Like UWOs, the new register proposed in the Bill should be seen in the context of the wider drive for transparency to counter money laundering and financial crime, says Jessica Parker, Co-Chair of the IBA Business Crime Committee. ‘This includes other measures such as the person with significant control (PSC) register in respect of companies, also held at Companies House.’
A loss of privacy must be weighed against the effectiveness of these registers. ‘This consideration is reflected in two key conclusions of the Joint Committee report which concern the accuracy of the register and the ability to bring enforcement under it,’ says Parker, a partner at Corker Binning. ‘As with the PSC register, the information recorded will only be as accurate as that provided. A law-abiding person who wishes to maintain their privacy will be required to provide the information, whereas a person who is determined to obscure their ownership will easily be able to defeat it by using a bogus or cloned identity.’

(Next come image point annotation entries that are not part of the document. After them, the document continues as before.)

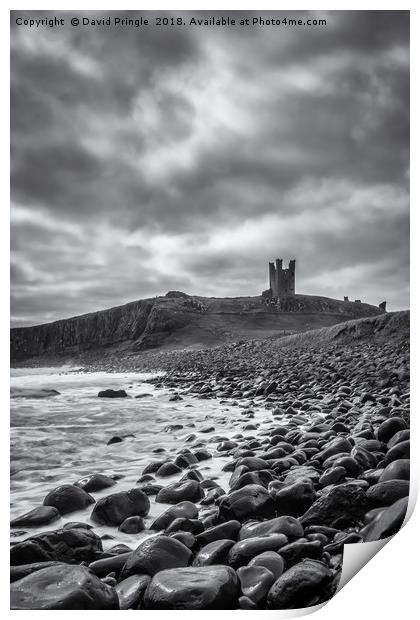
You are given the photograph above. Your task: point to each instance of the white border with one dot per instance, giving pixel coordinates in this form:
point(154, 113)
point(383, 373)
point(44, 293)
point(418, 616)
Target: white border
point(386, 587)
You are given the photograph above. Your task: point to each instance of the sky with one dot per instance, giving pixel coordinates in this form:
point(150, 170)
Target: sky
point(185, 158)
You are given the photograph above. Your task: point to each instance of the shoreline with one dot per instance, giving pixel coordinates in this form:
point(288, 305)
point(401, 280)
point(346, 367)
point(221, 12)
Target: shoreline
point(327, 465)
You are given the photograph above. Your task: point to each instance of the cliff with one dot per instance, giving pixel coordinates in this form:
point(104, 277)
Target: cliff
point(178, 321)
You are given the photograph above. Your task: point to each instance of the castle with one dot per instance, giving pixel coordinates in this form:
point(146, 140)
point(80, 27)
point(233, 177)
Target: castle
point(282, 291)
point(282, 281)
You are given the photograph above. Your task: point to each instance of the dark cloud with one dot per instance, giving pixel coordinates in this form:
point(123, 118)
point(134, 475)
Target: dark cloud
point(184, 158)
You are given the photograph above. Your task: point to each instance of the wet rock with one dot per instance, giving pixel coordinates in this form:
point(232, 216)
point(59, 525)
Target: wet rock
point(186, 459)
point(389, 427)
point(71, 525)
point(350, 464)
point(398, 438)
point(289, 526)
point(74, 545)
point(397, 470)
point(151, 489)
point(130, 591)
point(205, 587)
point(271, 560)
point(181, 524)
point(363, 457)
point(255, 581)
point(335, 446)
point(302, 472)
point(244, 550)
point(132, 525)
point(112, 394)
point(156, 554)
point(250, 501)
point(114, 439)
point(62, 587)
point(167, 469)
point(190, 490)
point(115, 508)
point(341, 506)
point(300, 586)
point(202, 455)
point(246, 603)
point(187, 538)
point(114, 563)
point(387, 492)
point(171, 428)
point(153, 467)
point(399, 451)
point(228, 529)
point(299, 550)
point(387, 522)
point(95, 482)
point(187, 510)
point(41, 515)
point(261, 477)
point(333, 475)
point(18, 572)
point(293, 499)
point(215, 552)
point(68, 498)
point(227, 445)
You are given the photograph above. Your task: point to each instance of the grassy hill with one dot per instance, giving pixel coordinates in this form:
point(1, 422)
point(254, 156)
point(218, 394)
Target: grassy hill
point(178, 321)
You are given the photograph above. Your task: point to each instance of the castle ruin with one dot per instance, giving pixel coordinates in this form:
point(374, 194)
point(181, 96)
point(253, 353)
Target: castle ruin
point(282, 297)
point(282, 281)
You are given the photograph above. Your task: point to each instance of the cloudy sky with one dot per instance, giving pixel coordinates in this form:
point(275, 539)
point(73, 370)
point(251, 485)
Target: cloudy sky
point(147, 160)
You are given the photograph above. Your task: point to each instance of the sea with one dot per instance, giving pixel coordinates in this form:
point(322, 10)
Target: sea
point(59, 439)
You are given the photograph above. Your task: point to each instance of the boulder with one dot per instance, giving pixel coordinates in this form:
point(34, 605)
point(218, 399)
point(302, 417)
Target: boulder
point(130, 591)
point(187, 491)
point(228, 529)
point(132, 525)
point(215, 552)
point(187, 510)
point(68, 498)
point(340, 507)
point(18, 572)
point(95, 482)
point(112, 564)
point(112, 394)
point(156, 554)
point(65, 545)
point(299, 550)
point(335, 446)
point(255, 581)
point(244, 550)
point(293, 499)
point(399, 451)
point(397, 470)
point(289, 526)
point(387, 492)
point(250, 501)
point(387, 522)
point(271, 560)
point(301, 586)
point(204, 587)
point(181, 524)
point(167, 469)
point(115, 508)
point(62, 587)
point(41, 515)
point(389, 427)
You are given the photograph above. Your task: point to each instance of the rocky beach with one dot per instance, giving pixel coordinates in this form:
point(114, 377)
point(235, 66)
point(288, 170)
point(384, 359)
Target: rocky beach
point(232, 478)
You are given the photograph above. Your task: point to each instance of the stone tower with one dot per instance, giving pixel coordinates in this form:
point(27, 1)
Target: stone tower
point(281, 281)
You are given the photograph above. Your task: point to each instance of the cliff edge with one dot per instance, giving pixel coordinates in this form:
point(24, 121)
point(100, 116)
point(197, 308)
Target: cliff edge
point(178, 321)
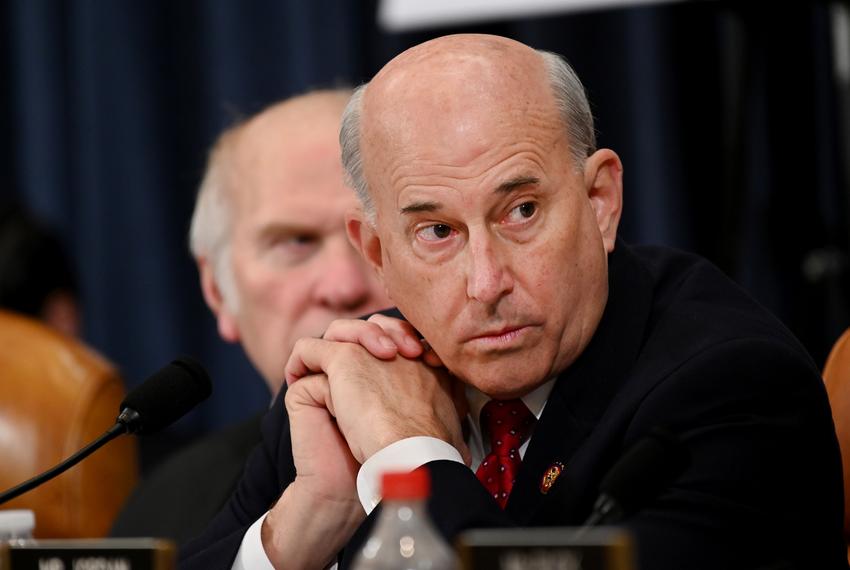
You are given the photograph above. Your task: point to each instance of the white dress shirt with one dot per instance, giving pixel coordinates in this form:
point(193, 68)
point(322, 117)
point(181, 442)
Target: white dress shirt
point(403, 455)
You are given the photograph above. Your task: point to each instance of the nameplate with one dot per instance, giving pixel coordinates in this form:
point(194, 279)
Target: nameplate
point(553, 548)
point(102, 554)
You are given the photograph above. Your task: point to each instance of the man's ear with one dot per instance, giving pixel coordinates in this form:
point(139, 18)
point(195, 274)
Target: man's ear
point(364, 238)
point(603, 179)
point(226, 320)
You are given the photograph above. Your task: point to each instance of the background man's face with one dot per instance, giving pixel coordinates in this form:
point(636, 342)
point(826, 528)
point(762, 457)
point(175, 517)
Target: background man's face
point(294, 269)
point(489, 243)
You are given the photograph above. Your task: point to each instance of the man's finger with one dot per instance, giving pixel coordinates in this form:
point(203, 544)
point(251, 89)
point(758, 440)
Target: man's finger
point(309, 355)
point(367, 334)
point(402, 333)
point(313, 390)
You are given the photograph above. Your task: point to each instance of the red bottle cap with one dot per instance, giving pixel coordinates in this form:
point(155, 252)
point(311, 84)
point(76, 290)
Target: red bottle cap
point(411, 485)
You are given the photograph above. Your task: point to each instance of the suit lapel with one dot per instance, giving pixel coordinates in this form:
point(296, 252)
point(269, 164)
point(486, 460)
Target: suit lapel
point(583, 391)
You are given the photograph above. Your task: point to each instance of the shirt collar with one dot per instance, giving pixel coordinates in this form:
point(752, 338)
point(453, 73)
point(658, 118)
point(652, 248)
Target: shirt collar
point(535, 400)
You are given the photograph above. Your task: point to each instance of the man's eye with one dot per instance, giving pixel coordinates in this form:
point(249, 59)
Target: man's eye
point(434, 232)
point(522, 212)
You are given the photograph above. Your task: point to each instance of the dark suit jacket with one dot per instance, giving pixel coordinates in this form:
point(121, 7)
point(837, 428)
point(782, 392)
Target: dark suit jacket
point(679, 346)
point(180, 497)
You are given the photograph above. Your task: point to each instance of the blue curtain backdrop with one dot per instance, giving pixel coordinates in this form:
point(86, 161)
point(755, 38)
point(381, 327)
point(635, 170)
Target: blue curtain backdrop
point(731, 122)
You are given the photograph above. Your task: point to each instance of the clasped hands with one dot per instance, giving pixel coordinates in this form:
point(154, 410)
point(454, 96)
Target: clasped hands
point(373, 383)
point(361, 387)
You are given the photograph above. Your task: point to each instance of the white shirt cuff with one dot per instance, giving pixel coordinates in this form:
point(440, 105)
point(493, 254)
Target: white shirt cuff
point(403, 455)
point(252, 555)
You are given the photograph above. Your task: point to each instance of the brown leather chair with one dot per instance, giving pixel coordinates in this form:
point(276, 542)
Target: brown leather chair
point(57, 395)
point(836, 375)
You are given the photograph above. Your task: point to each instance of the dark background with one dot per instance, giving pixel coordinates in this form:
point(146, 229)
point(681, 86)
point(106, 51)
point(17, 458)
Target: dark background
point(731, 119)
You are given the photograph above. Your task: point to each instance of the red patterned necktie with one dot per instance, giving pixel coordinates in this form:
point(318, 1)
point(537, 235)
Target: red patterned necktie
point(508, 422)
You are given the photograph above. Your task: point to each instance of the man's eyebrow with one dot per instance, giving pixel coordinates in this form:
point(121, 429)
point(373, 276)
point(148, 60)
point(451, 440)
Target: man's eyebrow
point(514, 183)
point(421, 207)
point(503, 188)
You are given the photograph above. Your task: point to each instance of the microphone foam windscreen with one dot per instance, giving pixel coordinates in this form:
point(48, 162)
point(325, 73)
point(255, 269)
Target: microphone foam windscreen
point(645, 469)
point(168, 394)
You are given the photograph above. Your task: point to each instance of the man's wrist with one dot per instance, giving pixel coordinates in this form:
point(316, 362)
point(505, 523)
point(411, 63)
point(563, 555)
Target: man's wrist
point(403, 455)
point(307, 532)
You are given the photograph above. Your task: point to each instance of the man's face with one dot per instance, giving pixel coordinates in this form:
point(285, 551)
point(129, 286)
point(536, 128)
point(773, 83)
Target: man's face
point(293, 266)
point(487, 238)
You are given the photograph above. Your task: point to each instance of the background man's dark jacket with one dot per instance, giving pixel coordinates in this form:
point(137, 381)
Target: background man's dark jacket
point(180, 497)
point(679, 346)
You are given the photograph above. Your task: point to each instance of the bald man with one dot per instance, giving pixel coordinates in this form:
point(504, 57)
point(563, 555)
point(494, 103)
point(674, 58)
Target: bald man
point(491, 218)
point(268, 234)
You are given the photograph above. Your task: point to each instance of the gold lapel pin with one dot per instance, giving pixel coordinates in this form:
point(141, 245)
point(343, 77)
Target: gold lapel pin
point(550, 476)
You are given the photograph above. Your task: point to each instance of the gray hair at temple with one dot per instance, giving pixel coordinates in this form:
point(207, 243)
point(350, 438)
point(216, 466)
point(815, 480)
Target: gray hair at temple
point(209, 234)
point(570, 97)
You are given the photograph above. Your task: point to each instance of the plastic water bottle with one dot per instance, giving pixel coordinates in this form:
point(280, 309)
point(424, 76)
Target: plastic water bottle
point(16, 526)
point(404, 537)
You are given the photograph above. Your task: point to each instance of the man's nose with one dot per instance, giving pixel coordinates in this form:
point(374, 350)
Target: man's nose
point(489, 277)
point(344, 284)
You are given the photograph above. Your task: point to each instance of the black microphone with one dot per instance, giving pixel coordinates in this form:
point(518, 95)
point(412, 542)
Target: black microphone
point(158, 402)
point(647, 468)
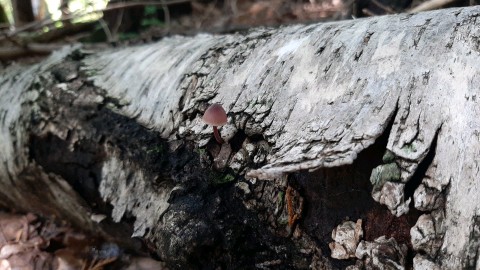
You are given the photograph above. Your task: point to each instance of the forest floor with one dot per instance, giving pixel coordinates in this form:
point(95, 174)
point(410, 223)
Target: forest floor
point(28, 241)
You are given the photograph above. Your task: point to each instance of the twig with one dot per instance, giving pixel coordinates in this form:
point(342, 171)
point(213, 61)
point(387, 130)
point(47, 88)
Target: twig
point(35, 48)
point(48, 22)
point(430, 5)
point(106, 30)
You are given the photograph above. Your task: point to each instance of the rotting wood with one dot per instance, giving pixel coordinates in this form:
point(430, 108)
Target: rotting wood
point(312, 97)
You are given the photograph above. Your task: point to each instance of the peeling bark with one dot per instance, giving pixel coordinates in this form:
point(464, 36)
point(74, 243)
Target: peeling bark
point(320, 110)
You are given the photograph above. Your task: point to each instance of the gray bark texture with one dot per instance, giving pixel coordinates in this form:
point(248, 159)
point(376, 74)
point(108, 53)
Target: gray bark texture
point(327, 123)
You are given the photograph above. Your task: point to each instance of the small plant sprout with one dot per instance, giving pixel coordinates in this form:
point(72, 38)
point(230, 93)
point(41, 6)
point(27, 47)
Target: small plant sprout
point(215, 116)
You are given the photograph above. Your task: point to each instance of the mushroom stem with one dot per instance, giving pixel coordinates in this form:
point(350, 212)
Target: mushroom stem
point(217, 135)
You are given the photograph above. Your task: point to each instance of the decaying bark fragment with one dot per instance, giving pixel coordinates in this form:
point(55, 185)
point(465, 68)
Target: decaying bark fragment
point(128, 130)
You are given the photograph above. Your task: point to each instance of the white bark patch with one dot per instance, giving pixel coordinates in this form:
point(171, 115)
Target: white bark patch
point(130, 193)
point(322, 93)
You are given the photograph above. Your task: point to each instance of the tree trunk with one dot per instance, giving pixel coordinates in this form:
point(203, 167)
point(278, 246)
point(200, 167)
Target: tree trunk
point(324, 120)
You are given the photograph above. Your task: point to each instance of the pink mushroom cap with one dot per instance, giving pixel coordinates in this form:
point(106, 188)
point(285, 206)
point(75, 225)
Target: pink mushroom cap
point(215, 115)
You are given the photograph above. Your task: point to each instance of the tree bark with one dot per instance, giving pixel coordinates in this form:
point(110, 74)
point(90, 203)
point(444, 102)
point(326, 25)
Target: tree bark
point(331, 114)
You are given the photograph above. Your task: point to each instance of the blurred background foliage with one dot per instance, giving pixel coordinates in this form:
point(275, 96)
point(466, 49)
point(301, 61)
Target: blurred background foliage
point(32, 28)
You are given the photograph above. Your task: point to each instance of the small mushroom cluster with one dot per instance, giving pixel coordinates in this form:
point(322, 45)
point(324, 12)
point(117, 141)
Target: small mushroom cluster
point(215, 116)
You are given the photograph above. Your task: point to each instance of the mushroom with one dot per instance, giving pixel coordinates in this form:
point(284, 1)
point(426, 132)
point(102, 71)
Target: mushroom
point(215, 116)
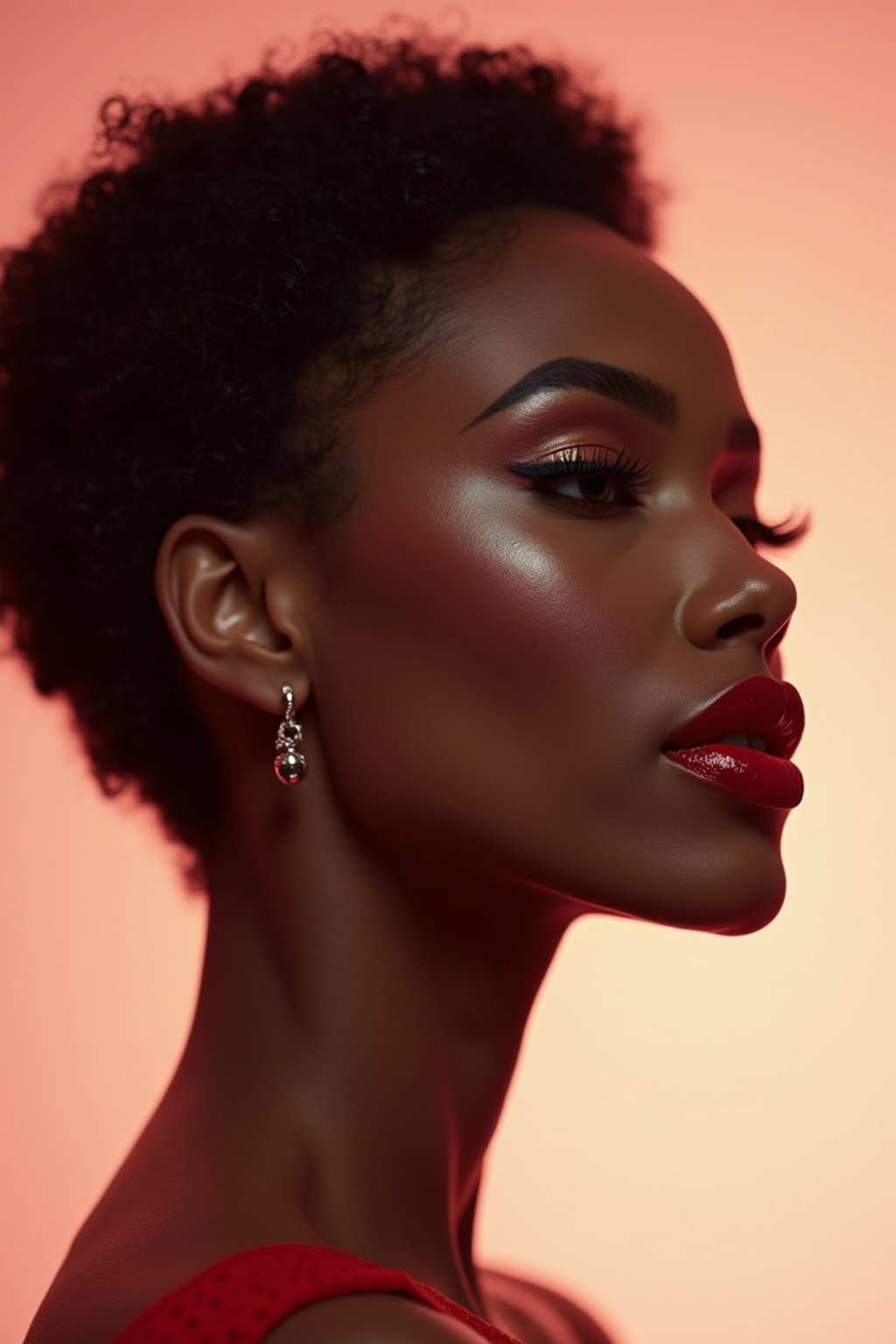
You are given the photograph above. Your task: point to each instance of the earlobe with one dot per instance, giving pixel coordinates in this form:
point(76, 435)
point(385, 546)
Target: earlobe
point(211, 584)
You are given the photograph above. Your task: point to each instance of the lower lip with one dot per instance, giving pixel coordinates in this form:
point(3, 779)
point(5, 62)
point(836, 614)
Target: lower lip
point(755, 776)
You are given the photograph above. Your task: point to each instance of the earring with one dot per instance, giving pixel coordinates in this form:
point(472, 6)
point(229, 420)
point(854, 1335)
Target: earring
point(289, 765)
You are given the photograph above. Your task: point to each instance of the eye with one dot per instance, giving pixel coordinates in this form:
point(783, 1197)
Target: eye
point(592, 476)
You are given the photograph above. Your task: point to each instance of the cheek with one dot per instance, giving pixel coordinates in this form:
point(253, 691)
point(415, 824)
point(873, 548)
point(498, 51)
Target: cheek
point(473, 663)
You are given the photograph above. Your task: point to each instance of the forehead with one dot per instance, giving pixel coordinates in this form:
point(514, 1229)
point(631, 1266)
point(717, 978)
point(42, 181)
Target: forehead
point(564, 285)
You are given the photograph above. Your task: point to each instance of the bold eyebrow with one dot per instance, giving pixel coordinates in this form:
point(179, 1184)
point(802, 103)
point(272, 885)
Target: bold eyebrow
point(637, 391)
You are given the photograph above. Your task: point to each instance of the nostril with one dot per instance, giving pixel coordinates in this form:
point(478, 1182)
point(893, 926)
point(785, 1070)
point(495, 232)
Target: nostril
point(775, 640)
point(739, 622)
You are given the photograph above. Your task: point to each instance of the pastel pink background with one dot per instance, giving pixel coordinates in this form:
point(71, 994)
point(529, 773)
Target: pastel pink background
point(699, 1140)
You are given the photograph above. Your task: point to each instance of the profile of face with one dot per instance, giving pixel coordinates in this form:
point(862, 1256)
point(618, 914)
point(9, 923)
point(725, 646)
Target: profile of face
point(491, 687)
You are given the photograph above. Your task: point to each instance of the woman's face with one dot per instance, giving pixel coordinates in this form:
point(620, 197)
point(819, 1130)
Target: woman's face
point(494, 683)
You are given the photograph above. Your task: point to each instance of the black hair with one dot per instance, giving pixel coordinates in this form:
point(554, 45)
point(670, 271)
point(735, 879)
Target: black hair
point(158, 330)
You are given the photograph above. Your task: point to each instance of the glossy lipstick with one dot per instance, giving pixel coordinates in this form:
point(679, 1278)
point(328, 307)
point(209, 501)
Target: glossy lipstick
point(762, 706)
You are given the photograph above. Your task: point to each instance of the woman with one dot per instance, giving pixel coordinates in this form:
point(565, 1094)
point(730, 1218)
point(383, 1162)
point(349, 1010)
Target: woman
point(387, 516)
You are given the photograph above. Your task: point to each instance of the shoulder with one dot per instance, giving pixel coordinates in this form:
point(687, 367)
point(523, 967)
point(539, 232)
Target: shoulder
point(371, 1319)
point(542, 1311)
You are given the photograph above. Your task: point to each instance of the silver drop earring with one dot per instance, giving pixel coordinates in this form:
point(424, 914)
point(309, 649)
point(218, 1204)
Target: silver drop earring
point(289, 764)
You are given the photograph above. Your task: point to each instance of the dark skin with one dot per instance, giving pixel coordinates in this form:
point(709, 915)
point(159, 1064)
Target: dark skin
point(484, 696)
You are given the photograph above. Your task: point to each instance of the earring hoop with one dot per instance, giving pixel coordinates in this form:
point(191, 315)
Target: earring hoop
point(289, 764)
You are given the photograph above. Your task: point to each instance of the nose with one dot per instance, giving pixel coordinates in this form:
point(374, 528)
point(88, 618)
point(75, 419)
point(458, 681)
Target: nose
point(743, 598)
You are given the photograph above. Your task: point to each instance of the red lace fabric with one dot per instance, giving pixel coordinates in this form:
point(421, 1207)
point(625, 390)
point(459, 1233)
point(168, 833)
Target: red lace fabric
point(242, 1298)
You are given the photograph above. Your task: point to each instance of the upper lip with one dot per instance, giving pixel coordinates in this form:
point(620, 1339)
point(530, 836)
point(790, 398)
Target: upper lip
point(760, 704)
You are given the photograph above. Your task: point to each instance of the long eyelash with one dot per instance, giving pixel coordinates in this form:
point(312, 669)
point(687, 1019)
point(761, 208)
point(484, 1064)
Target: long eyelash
point(775, 534)
point(629, 471)
point(637, 474)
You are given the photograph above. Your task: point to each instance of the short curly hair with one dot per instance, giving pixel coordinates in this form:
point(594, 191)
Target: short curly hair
point(158, 331)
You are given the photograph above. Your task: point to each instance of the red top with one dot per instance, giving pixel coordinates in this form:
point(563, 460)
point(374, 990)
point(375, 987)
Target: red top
point(242, 1298)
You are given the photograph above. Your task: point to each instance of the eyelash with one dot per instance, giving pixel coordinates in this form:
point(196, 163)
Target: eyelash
point(635, 476)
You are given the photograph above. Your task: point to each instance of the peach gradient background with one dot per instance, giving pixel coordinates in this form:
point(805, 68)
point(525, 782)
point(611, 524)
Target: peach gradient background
point(699, 1140)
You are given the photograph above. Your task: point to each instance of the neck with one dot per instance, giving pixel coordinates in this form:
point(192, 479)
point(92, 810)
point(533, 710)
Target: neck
point(356, 1040)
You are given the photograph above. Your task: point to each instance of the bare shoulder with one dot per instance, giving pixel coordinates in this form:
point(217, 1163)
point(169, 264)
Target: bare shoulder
point(542, 1311)
point(371, 1319)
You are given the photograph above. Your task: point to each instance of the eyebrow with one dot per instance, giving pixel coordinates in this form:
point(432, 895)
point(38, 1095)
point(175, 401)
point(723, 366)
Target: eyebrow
point(637, 391)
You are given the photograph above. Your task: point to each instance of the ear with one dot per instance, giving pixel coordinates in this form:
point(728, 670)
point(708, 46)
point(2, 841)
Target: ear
point(234, 597)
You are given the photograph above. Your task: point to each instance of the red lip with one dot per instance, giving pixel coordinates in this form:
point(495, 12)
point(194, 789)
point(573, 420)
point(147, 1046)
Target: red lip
point(760, 704)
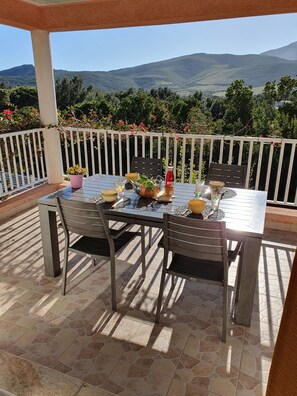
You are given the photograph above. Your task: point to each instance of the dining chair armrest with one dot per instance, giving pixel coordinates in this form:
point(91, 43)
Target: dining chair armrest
point(117, 233)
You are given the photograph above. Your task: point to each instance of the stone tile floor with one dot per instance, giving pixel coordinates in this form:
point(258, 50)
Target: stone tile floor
point(75, 345)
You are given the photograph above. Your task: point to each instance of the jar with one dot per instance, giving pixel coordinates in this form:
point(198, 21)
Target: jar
point(169, 182)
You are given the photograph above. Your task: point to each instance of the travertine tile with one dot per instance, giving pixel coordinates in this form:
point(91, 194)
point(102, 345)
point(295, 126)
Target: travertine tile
point(125, 352)
point(21, 377)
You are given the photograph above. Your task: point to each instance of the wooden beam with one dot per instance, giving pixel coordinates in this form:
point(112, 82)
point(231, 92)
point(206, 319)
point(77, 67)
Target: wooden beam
point(102, 14)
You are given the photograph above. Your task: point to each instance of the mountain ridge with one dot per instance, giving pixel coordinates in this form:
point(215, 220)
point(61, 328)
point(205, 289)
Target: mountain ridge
point(288, 52)
point(210, 73)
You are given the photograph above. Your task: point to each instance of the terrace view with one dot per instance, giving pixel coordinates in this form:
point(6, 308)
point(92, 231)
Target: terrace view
point(101, 336)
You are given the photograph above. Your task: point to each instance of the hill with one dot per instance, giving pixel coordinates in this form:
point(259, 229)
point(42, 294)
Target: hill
point(209, 73)
point(288, 52)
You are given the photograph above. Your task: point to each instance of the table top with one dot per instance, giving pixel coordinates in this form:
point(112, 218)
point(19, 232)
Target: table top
point(243, 210)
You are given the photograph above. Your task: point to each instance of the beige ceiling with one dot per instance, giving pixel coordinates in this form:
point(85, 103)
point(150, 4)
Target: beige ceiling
point(68, 15)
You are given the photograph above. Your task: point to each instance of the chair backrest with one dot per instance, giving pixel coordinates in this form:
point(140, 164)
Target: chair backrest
point(149, 166)
point(232, 175)
point(83, 218)
point(204, 240)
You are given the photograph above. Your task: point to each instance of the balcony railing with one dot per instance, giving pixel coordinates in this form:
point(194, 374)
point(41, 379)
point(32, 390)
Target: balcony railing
point(21, 161)
point(271, 162)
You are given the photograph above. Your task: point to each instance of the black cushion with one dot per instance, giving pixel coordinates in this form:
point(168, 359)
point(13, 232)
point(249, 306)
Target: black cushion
point(100, 246)
point(192, 268)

“A person who is determined to obscure their ownership will easily be able to defeat [the register] by using a bogus or cloned identity
Jessica Parker
Co-Chair, IBA Business Crime Committee
To establish the accuracy of the information, it is likely that confirmation would need to be obtained from the person listed as the beneficial owner. ‘The system therefore stands and falls on the ability to compel that person to verify the information, which in most cases could only be achieved via cooperation in the jurisdiction where they reside and a legal mechanism in that jurisdiction to compel them to provide it,’ Parker says.
Jurisdictions with closed registers suggest that the fact that the information in their registers is verified, although not public, makes their systems preferable to the UK’s approach of making public information that has not been verified, says Swift. ‘A closed register with access for law enforcement seems to me to tick all the boxes. But clearly a political decision has been made to have a public register, so that ship has sailed.’
Swift adds that it’s not unusual for those in positions of power to have a network of associates whom they trust and who are prepared to have property registered in their name as nominees. With a public register, they can claim this is because they value their privacy, which they cannot do with closed registers. ‘Those who are determined to hide their illicit wealth will find a way round this.’
‘If I wanted to be provocative, I would say this register is a charter for snoopers, stalkers and general mischief makers and is unlikely to catch or deter genuine criminals,’ says Simon. ‘We already have a first line of defence in that the solicitor helping you make a purchase has to understand where your wealth comes from. A clever criminal can fool a lawyer, but he or she can also run rings around this. It is not difficult to have a nominee owner. Yes, they would be lying on the register, but how would you know? Verification can become a huge bureaucratic exercise.’
The UK government’s next step will be to issue a response to the Joint Committee’s report.